Bordars

BORDARS.  Blount in his NOMO-AEZIKON says, this class of men so often mentioned in Domesday Book are “by some esteemed to be boors, husbandmen, or cottagers.”  They are invariably, or nearly so, therein mentioned immediately after the villeins.  Lord Coke says they were “boors holding a little house with some land of husbandry, bigger than a cottage.”  Other writers offer other conjectures.  Some have considered them as cottagers, taking their name from living on the borders of a village or Manor;  but this is a mistake on their part, for Domesday itself generally mentions them among the agricultural occupiers of land, and in one instance - not in Lincolnshire, however - as “circa aulam manenantes,” dwellings about the Manor-house.  Bishop Kennett in his Gloss. Par. Antiq. says the servi and villani mentioned in Domesday were distinct classes, and seem to have been men of a less servile condition, who had a bord or a cottage with  a small parcel of land allowed to them, on condition they should supply the Lord with poultry and eggs, and other small provisions for his board and entertainment.  Bloomfield in his Hist.

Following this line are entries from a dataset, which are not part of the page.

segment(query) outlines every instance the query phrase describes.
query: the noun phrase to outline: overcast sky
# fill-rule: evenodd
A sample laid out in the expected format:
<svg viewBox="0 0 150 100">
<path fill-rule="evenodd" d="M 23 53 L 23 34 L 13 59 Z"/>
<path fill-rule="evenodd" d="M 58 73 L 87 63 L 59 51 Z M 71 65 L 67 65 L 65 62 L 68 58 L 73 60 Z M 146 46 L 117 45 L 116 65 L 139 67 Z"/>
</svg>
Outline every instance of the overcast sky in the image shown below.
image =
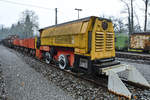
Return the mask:
<svg viewBox="0 0 150 100">
<path fill-rule="evenodd" d="M 50 9 L 17 5 L 8 1 Z M 83 9 L 80 12 L 80 18 L 83 18 L 100 15 L 119 17 L 123 7 L 120 0 L 0 0 L 0 24 L 10 27 L 19 20 L 21 12 L 27 9 L 38 15 L 39 26 L 42 28 L 55 24 L 55 8 L 58 8 L 58 23 L 62 23 L 78 18 L 75 8 Z"/>
</svg>

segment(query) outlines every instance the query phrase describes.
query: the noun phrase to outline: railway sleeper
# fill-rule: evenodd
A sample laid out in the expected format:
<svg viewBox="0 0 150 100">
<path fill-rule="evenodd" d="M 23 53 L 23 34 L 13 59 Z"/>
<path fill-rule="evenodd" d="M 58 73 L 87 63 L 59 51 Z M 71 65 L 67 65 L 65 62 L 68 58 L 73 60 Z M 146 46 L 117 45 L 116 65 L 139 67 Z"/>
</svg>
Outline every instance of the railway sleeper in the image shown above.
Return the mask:
<svg viewBox="0 0 150 100">
<path fill-rule="evenodd" d="M 125 84 L 117 74 L 118 72 L 122 72 L 126 70 L 128 71 L 127 80 L 129 82 L 132 82 L 132 85 L 138 84 L 148 89 L 150 88 L 150 84 L 135 67 L 120 64 L 120 65 L 114 65 L 111 67 L 106 67 L 101 69 L 102 73 L 108 76 L 108 90 L 110 92 L 113 92 L 120 96 L 124 96 L 129 99 L 132 98 L 132 94 L 130 93 L 128 88 L 125 86 Z"/>
</svg>

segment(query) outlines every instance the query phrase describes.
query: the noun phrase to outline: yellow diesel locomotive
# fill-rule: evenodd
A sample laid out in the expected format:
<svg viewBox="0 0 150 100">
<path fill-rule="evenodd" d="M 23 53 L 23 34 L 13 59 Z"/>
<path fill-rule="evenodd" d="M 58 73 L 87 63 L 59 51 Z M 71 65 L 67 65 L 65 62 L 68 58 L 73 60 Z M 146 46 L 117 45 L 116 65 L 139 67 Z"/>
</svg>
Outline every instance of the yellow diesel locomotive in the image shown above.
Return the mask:
<svg viewBox="0 0 150 100">
<path fill-rule="evenodd" d="M 87 17 L 40 29 L 35 38 L 36 57 L 56 63 L 60 69 L 108 75 L 108 89 L 131 98 L 117 73 L 128 70 L 128 80 L 150 87 L 134 67 L 115 61 L 115 33 L 112 21 Z"/>
</svg>

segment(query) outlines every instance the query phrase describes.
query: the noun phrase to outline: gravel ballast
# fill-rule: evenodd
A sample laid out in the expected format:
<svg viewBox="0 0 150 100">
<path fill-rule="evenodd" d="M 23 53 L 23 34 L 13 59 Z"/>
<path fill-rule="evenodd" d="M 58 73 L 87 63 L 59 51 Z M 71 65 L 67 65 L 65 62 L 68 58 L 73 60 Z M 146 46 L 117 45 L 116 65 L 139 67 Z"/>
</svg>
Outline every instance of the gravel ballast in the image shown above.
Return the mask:
<svg viewBox="0 0 150 100">
<path fill-rule="evenodd" d="M 7 100 L 74 100 L 15 53 L 3 46 L 0 46 L 0 50 Z"/>
<path fill-rule="evenodd" d="M 74 77 L 68 73 L 62 72 L 56 68 L 51 67 L 50 65 L 43 64 L 38 60 L 28 57 L 19 52 L 16 52 L 12 49 L 9 49 L 12 53 L 16 54 L 20 59 L 22 59 L 26 64 L 28 64 L 32 69 L 37 71 L 39 74 L 43 75 L 48 81 L 49 84 L 55 84 L 57 87 L 61 88 L 67 95 L 73 97 L 77 100 L 118 100 L 118 96 L 109 93 L 106 88 L 101 86 L 94 85 L 93 83 L 81 80 L 77 77 Z M 147 65 L 142 64 L 142 67 L 137 63 L 123 62 L 127 64 L 135 65 L 135 67 L 140 70 L 142 74 L 149 81 L 149 73 L 147 72 Z M 124 75 L 125 74 L 125 75 Z M 126 73 L 121 76 L 126 76 Z M 135 100 L 149 100 L 150 90 L 141 90 L 135 89 L 132 86 L 127 87 L 135 96 Z M 138 90 L 138 91 L 137 91 Z M 50 99 L 53 100 L 53 99 Z M 125 100 L 122 98 L 122 100 Z"/>
</svg>

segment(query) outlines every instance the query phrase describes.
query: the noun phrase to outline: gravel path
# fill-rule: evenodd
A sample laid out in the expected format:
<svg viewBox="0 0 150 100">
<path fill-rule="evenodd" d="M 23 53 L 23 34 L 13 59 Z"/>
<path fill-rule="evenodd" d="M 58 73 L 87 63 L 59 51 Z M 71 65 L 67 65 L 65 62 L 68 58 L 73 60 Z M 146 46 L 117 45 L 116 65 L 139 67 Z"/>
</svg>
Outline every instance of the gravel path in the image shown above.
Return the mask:
<svg viewBox="0 0 150 100">
<path fill-rule="evenodd" d="M 0 64 L 8 100 L 73 100 L 16 54 L 0 46 Z"/>
</svg>

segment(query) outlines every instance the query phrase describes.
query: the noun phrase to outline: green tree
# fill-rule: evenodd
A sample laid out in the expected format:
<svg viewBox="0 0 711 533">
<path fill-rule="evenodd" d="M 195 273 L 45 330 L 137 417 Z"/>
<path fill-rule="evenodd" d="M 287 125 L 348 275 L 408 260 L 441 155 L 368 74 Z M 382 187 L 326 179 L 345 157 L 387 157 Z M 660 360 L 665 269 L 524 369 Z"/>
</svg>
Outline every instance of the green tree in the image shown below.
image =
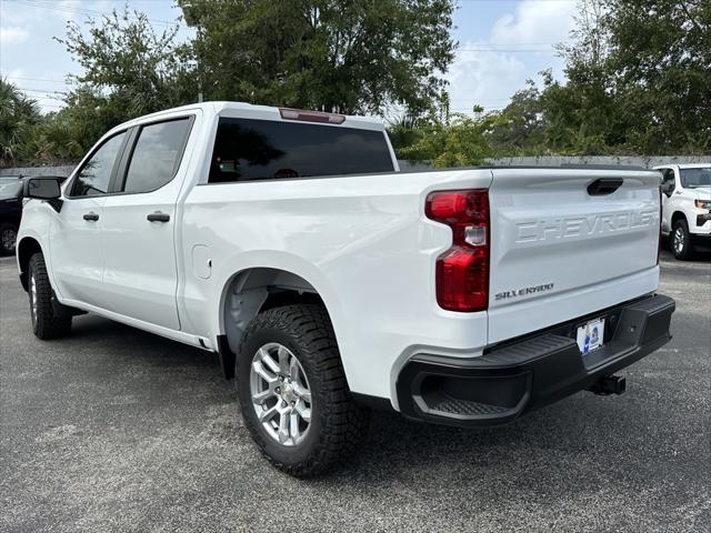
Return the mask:
<svg viewBox="0 0 711 533">
<path fill-rule="evenodd" d="M 493 131 L 505 120 L 501 113 L 484 113 L 475 107 L 474 115 L 452 113 L 445 121 L 433 121 L 414 130 L 415 140 L 401 147 L 401 159 L 430 160 L 435 168 L 484 164 L 495 155 Z"/>
<path fill-rule="evenodd" d="M 609 69 L 625 142 L 644 153 L 711 151 L 711 2 L 604 0 Z"/>
<path fill-rule="evenodd" d="M 80 90 L 119 101 L 129 119 L 196 100 L 190 50 L 177 33 L 177 23 L 157 32 L 144 13 L 124 8 L 83 28 L 69 22 L 57 40 L 83 70 L 72 77 Z"/>
<path fill-rule="evenodd" d="M 37 102 L 0 79 L 0 167 L 27 158 L 27 144 L 40 119 Z"/>
<path fill-rule="evenodd" d="M 178 0 L 208 99 L 343 113 L 438 104 L 451 0 Z"/>
</svg>

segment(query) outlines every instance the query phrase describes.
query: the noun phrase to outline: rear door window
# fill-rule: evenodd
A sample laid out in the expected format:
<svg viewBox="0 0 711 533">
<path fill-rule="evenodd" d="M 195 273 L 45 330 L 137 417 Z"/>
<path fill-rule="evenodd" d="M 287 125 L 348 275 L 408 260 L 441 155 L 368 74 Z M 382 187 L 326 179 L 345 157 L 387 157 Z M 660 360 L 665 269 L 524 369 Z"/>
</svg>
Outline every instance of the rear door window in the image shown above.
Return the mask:
<svg viewBox="0 0 711 533">
<path fill-rule="evenodd" d="M 210 183 L 392 172 L 384 132 L 220 119 Z"/>
<path fill-rule="evenodd" d="M 190 119 L 179 119 L 141 127 L 123 192 L 151 192 L 173 179 L 180 167 L 190 122 Z"/>
</svg>

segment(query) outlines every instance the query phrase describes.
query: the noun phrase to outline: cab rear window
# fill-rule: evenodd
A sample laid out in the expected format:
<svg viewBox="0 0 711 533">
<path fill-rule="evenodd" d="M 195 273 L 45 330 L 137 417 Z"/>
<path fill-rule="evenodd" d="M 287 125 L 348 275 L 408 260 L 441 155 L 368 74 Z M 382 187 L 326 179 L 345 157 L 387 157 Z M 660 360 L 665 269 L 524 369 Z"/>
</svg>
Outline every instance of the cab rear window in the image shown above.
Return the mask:
<svg viewBox="0 0 711 533">
<path fill-rule="evenodd" d="M 384 132 L 220 119 L 210 183 L 392 172 Z"/>
</svg>

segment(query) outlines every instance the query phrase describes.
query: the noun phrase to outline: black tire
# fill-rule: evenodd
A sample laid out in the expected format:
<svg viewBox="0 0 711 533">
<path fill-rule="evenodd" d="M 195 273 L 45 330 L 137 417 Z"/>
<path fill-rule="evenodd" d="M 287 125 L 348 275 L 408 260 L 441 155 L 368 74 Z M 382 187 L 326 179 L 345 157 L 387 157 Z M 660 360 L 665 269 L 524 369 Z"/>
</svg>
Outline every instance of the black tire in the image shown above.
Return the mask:
<svg viewBox="0 0 711 533">
<path fill-rule="evenodd" d="M 252 403 L 252 360 L 269 343 L 283 345 L 298 359 L 311 391 L 310 425 L 303 440 L 291 446 L 267 432 Z M 239 349 L 237 384 L 244 424 L 254 442 L 274 466 L 290 475 L 310 477 L 327 471 L 352 454 L 368 433 L 370 410 L 352 400 L 333 328 L 322 306 L 286 305 L 257 315 Z"/>
<path fill-rule="evenodd" d="M 0 253 L 14 255 L 14 245 L 18 241 L 18 228 L 13 224 L 0 224 Z"/>
<path fill-rule="evenodd" d="M 52 306 L 54 291 L 49 283 L 44 257 L 39 252 L 30 258 L 27 280 L 34 336 L 46 341 L 68 335 L 71 331 L 71 316 L 59 318 L 54 314 Z"/>
<path fill-rule="evenodd" d="M 684 219 L 674 222 L 671 232 L 671 251 L 677 259 L 688 261 L 693 258 L 693 243 L 691 242 L 691 233 L 689 233 L 689 224 Z"/>
</svg>

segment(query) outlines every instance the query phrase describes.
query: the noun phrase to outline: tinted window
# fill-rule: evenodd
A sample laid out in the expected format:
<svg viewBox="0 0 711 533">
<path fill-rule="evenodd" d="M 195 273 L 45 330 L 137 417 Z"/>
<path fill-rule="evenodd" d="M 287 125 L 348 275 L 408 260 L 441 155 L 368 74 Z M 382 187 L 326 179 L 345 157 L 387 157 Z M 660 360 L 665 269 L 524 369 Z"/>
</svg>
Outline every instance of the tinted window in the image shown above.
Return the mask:
<svg viewBox="0 0 711 533">
<path fill-rule="evenodd" d="M 14 179 L 12 181 L 0 181 L 0 200 L 9 200 L 11 198 L 20 198 L 22 195 L 22 181 Z"/>
<path fill-rule="evenodd" d="M 126 132 L 112 137 L 84 163 L 72 185 L 72 197 L 104 194 L 109 190 L 113 163 L 124 137 Z"/>
<path fill-rule="evenodd" d="M 711 167 L 705 169 L 681 169 L 681 184 L 693 189 L 711 185 Z"/>
<path fill-rule="evenodd" d="M 210 182 L 392 172 L 382 131 L 220 119 Z"/>
<path fill-rule="evenodd" d="M 144 125 L 126 174 L 124 192 L 150 192 L 176 175 L 190 127 L 189 119 Z"/>
</svg>

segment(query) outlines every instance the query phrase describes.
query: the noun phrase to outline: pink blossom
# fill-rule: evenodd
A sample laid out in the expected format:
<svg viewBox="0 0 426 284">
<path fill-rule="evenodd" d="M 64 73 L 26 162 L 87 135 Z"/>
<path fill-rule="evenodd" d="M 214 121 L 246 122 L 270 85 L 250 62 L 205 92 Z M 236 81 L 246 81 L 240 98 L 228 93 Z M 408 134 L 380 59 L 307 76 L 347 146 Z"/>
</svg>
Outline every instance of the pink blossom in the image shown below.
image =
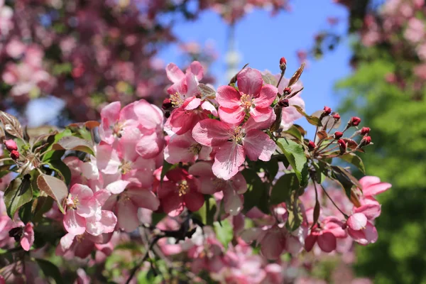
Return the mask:
<svg viewBox="0 0 426 284">
<path fill-rule="evenodd" d="M 277 88 L 263 84 L 262 75 L 255 69 L 245 68 L 237 75 L 238 90 L 231 86 L 217 89 L 216 100 L 220 105 L 219 116 L 222 121 L 239 124 L 246 114 L 255 121 L 268 120 L 273 111 L 271 104 L 277 96 Z"/>
<path fill-rule="evenodd" d="M 200 180 L 202 193 L 212 195 L 222 190 L 225 212 L 236 215 L 243 208 L 242 195 L 247 190 L 246 179 L 241 173 L 237 173 L 229 180 L 222 180 L 214 175 L 212 165 L 211 162 L 198 162 L 188 172 Z"/>
<path fill-rule="evenodd" d="M 67 231 L 74 235 L 87 231 L 94 236 L 113 231 L 117 222 L 116 216 L 102 209 L 109 195 L 104 190 L 94 192 L 86 185 L 74 185 L 66 201 L 63 224 Z"/>
<path fill-rule="evenodd" d="M 241 126 L 228 124 L 214 119 L 204 119 L 195 125 L 192 137 L 206 146 L 214 147 L 216 151 L 213 173 L 225 180 L 239 171 L 246 155 L 251 160 L 268 161 L 276 148 L 276 145 L 259 129 L 268 127 L 275 120 L 275 114 L 263 123 L 257 124 L 250 118 Z"/>
<path fill-rule="evenodd" d="M 198 181 L 182 168 L 169 170 L 157 192 L 165 213 L 178 216 L 187 207 L 192 212 L 197 211 L 204 204 L 204 199 L 199 192 Z"/>
</svg>

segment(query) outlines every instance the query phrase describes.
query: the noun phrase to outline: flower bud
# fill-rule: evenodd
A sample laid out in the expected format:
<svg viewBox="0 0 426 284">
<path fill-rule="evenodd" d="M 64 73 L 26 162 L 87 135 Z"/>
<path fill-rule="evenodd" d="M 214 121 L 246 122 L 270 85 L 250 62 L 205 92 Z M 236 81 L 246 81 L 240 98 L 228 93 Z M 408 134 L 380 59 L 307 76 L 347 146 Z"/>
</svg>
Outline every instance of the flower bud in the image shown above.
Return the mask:
<svg viewBox="0 0 426 284">
<path fill-rule="evenodd" d="M 332 113 L 332 109 L 328 106 L 324 106 L 324 115 L 329 115 Z"/>
<path fill-rule="evenodd" d="M 342 131 L 336 131 L 334 132 L 334 139 L 340 139 L 343 136 L 343 132 Z"/>
<path fill-rule="evenodd" d="M 12 139 L 6 140 L 4 141 L 4 146 L 9 151 L 12 151 L 13 150 L 18 150 L 18 145 L 16 145 L 16 142 L 13 141 Z"/>
<path fill-rule="evenodd" d="M 337 141 L 337 143 L 339 144 L 339 148 L 340 148 L 341 153 L 344 153 L 346 148 L 346 143 L 343 139 L 339 139 Z"/>
<path fill-rule="evenodd" d="M 290 103 L 288 102 L 288 99 L 280 99 L 278 101 L 278 105 L 282 107 L 287 107 L 290 106 Z"/>
<path fill-rule="evenodd" d="M 370 130 L 371 129 L 369 127 L 363 127 L 361 129 L 361 135 L 364 136 L 364 135 L 368 134 L 370 133 Z"/>
<path fill-rule="evenodd" d="M 351 120 L 348 123 L 351 126 L 357 126 L 361 124 L 361 119 L 358 116 L 351 117 Z"/>
<path fill-rule="evenodd" d="M 172 104 L 172 101 L 170 101 L 170 99 L 164 99 L 164 100 L 163 101 L 163 104 L 161 105 L 161 108 L 164 110 L 166 110 L 170 109 L 172 106 L 173 106 L 173 104 Z"/>
<path fill-rule="evenodd" d="M 12 150 L 11 151 L 11 158 L 13 160 L 18 160 L 19 158 L 19 152 L 18 152 L 16 150 Z"/>
<path fill-rule="evenodd" d="M 281 58 L 280 59 L 280 69 L 281 71 L 285 71 L 285 68 L 287 68 L 287 60 L 285 58 Z"/>
</svg>

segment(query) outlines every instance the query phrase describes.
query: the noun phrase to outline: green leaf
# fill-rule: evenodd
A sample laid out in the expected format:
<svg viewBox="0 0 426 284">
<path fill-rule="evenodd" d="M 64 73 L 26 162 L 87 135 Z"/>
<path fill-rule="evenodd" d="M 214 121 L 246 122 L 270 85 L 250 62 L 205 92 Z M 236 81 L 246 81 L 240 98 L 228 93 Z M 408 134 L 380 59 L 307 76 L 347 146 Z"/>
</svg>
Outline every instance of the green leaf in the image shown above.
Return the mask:
<svg viewBox="0 0 426 284">
<path fill-rule="evenodd" d="M 52 149 L 79 151 L 94 155 L 91 142 L 75 136 L 62 137 L 58 143 L 52 146 Z"/>
<path fill-rule="evenodd" d="M 37 261 L 37 264 L 38 264 L 40 269 L 41 269 L 45 277 L 52 278 L 55 280 L 56 284 L 64 283 L 58 266 L 45 259 L 36 258 L 36 261 Z"/>
<path fill-rule="evenodd" d="M 46 163 L 49 168 L 55 170 L 68 185 L 71 182 L 71 170 L 62 160 L 53 160 Z"/>
<path fill-rule="evenodd" d="M 342 160 L 346 161 L 348 163 L 351 163 L 359 170 L 361 170 L 363 173 L 366 173 L 366 168 L 364 165 L 364 163 L 362 163 L 362 160 L 359 156 L 356 155 L 354 153 L 348 153 L 347 154 L 344 154 L 343 155 L 339 156 Z"/>
<path fill-rule="evenodd" d="M 11 182 L 4 192 L 4 203 L 8 215 L 13 219 L 16 210 L 33 199 L 31 175 L 16 178 Z"/>
<path fill-rule="evenodd" d="M 321 121 L 320 121 L 320 119 L 318 117 L 307 114 L 305 111 L 303 111 L 303 109 L 302 109 L 302 108 L 299 106 L 296 106 L 295 104 L 292 104 L 291 106 L 296 109 L 299 114 L 305 116 L 307 122 L 309 122 L 310 124 L 314 125 L 315 126 L 322 126 Z"/>
<path fill-rule="evenodd" d="M 287 158 L 290 165 L 291 165 L 297 179 L 299 179 L 300 186 L 304 187 L 307 185 L 308 166 L 303 146 L 292 140 L 286 138 L 279 138 L 277 141 L 277 145 L 283 152 L 283 154 Z"/>
<path fill-rule="evenodd" d="M 270 202 L 272 205 L 290 201 L 292 192 L 300 188 L 297 177 L 293 173 L 283 175 L 273 185 Z"/>
<path fill-rule="evenodd" d="M 242 172 L 247 182 L 247 191 L 244 193 L 244 212 L 257 207 L 265 213 L 268 212 L 267 185 L 262 182 L 257 173 L 251 169 Z"/>
<path fill-rule="evenodd" d="M 232 225 L 227 219 L 222 220 L 221 224 L 215 222 L 213 223 L 213 229 L 219 241 L 227 248 L 228 244 L 231 242 L 232 238 L 234 238 L 234 230 Z"/>
<path fill-rule="evenodd" d="M 41 191 L 53 198 L 60 212 L 65 214 L 62 204 L 68 195 L 68 189 L 64 182 L 55 177 L 42 174 L 37 178 L 37 185 Z"/>
</svg>

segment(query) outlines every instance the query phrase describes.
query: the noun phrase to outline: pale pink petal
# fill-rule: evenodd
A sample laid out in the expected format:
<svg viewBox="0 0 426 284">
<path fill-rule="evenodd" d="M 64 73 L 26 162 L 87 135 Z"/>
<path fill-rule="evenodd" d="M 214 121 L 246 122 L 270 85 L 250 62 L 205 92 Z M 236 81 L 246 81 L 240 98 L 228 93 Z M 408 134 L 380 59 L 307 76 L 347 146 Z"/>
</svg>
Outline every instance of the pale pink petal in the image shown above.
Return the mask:
<svg viewBox="0 0 426 284">
<path fill-rule="evenodd" d="M 23 234 L 21 238 L 21 246 L 24 251 L 28 251 L 34 243 L 34 230 L 33 224 L 28 223 L 23 228 Z"/>
<path fill-rule="evenodd" d="M 240 92 L 231 86 L 221 86 L 217 89 L 216 101 L 221 106 L 234 109 L 240 106 L 241 95 Z"/>
<path fill-rule="evenodd" d="M 81 235 L 86 231 L 86 219 L 78 215 L 75 210 L 69 209 L 64 216 L 64 227 L 68 233 Z"/>
<path fill-rule="evenodd" d="M 97 165 L 99 170 L 106 175 L 115 174 L 121 165 L 117 152 L 109 145 L 99 145 L 96 149 Z"/>
<path fill-rule="evenodd" d="M 269 136 L 258 130 L 251 130 L 243 139 L 244 151 L 251 160 L 268 161 L 276 149 L 276 144 Z"/>
<path fill-rule="evenodd" d="M 273 109 L 271 106 L 261 108 L 256 106 L 250 109 L 250 114 L 253 119 L 258 123 L 268 121 L 266 128 L 269 128 L 272 123 L 271 118 L 273 117 Z"/>
<path fill-rule="evenodd" d="M 77 197 L 79 202 L 88 200 L 93 197 L 93 191 L 87 185 L 75 184 L 70 190 L 73 197 Z"/>
<path fill-rule="evenodd" d="M 362 190 L 365 196 L 373 196 L 384 192 L 390 187 L 392 185 L 388 182 L 379 182 L 363 187 Z"/>
<path fill-rule="evenodd" d="M 201 108 L 205 111 L 210 112 L 214 116 L 217 116 L 217 110 L 214 106 L 209 102 L 204 101 L 201 104 Z"/>
<path fill-rule="evenodd" d="M 118 226 L 121 229 L 131 232 L 139 226 L 138 207 L 128 199 L 120 199 L 117 204 Z"/>
<path fill-rule="evenodd" d="M 126 195 L 139 208 L 146 208 L 155 211 L 160 206 L 160 200 L 150 190 L 142 188 L 130 188 L 126 192 Z"/>
<path fill-rule="evenodd" d="M 246 116 L 244 108 L 241 106 L 237 106 L 234 109 L 226 109 L 224 107 L 219 107 L 218 111 L 219 117 L 220 120 L 226 124 L 239 124 Z"/>
<path fill-rule="evenodd" d="M 359 231 L 366 227 L 367 217 L 362 213 L 353 214 L 348 218 L 347 224 L 351 229 Z"/>
<path fill-rule="evenodd" d="M 378 204 L 366 204 L 354 210 L 355 213 L 362 213 L 368 220 L 373 220 L 380 216 L 381 206 Z"/>
<path fill-rule="evenodd" d="M 196 98 L 195 97 L 188 98 L 185 101 L 184 104 L 184 109 L 190 111 L 197 109 L 201 104 L 201 99 Z"/>
<path fill-rule="evenodd" d="M 258 97 L 254 98 L 254 105 L 256 107 L 268 107 L 277 97 L 277 88 L 271 84 L 266 84 L 262 87 Z"/>
<path fill-rule="evenodd" d="M 192 137 L 202 145 L 217 146 L 227 141 L 231 137 L 231 127 L 216 119 L 204 119 L 192 129 Z"/>
<path fill-rule="evenodd" d="M 111 233 L 117 224 L 117 217 L 111 211 L 102 210 L 102 217 L 99 222 L 104 227 L 103 233 Z"/>
<path fill-rule="evenodd" d="M 123 192 L 129 183 L 127 180 L 119 180 L 106 185 L 105 189 L 113 195 L 118 195 Z"/>
<path fill-rule="evenodd" d="M 200 193 L 192 189 L 190 192 L 183 195 L 183 200 L 187 209 L 193 212 L 198 211 L 204 202 L 204 198 L 202 193 Z"/>
<path fill-rule="evenodd" d="M 231 188 L 224 190 L 224 205 L 225 212 L 232 216 L 238 214 L 243 208 L 242 195 L 236 194 Z"/>
<path fill-rule="evenodd" d="M 318 246 L 324 252 L 330 253 L 336 249 L 337 242 L 336 237 L 330 232 L 326 231 L 318 236 Z"/>
<path fill-rule="evenodd" d="M 225 142 L 219 147 L 214 155 L 214 163 L 212 167 L 213 173 L 219 178 L 228 180 L 236 175 L 245 158 L 242 146 L 234 142 Z"/>
<path fill-rule="evenodd" d="M 362 185 L 363 188 L 366 188 L 371 185 L 380 183 L 380 178 L 372 175 L 366 175 L 359 180 L 359 183 L 361 183 L 361 185 Z"/>
<path fill-rule="evenodd" d="M 186 72 L 187 73 L 191 72 L 195 75 L 195 77 L 198 81 L 202 80 L 204 75 L 204 68 L 198 61 L 193 61 L 187 68 Z"/>
<path fill-rule="evenodd" d="M 280 229 L 270 229 L 261 242 L 262 254 L 268 259 L 278 259 L 285 248 L 285 237 Z"/>
<path fill-rule="evenodd" d="M 241 70 L 236 76 L 236 82 L 240 92 L 252 95 L 258 94 L 263 84 L 261 72 L 251 67 Z"/>
<path fill-rule="evenodd" d="M 169 63 L 165 67 L 167 77 L 173 83 L 177 83 L 185 78 L 185 74 L 175 63 Z"/>
</svg>

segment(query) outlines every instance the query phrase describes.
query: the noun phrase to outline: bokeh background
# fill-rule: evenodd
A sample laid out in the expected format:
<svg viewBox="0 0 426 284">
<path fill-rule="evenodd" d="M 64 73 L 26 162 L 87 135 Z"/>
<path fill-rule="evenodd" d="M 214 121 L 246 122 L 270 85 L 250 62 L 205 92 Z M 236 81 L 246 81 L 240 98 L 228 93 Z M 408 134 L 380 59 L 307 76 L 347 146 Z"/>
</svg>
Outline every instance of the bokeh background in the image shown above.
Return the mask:
<svg viewBox="0 0 426 284">
<path fill-rule="evenodd" d="M 424 0 L 0 0 L 0 108 L 60 127 L 109 102 L 160 104 L 169 62 L 201 61 L 214 86 L 246 63 L 305 62 L 307 112 L 359 116 L 367 173 L 393 185 L 378 242 L 325 258 L 311 281 L 354 283 L 349 262 L 376 283 L 426 283 L 425 23 Z"/>
</svg>

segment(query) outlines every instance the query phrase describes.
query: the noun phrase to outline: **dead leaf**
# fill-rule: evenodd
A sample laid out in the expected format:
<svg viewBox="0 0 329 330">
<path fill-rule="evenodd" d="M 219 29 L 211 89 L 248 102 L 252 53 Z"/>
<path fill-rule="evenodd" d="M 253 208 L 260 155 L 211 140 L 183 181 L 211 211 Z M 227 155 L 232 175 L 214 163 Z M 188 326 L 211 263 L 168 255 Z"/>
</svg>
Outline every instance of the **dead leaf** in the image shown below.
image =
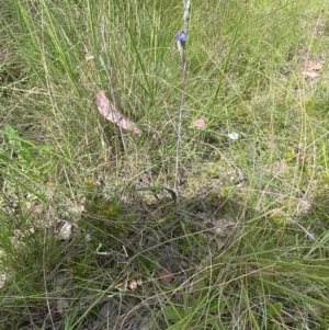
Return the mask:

Norf. is of the same opinion, while the learned Brady says “they were drudges, and performed vile services which were reserved by tge Lord upon a poor little house and a small parcel of land, and might perhaps be domestic labour, such as grinding, threshing, drawing water, cutting wood,” &c.  The name is derived from the Saxon word bord, a cottage.  The condition of the bordars was in all probability different on different Manors, just as the customs of such Manors varied.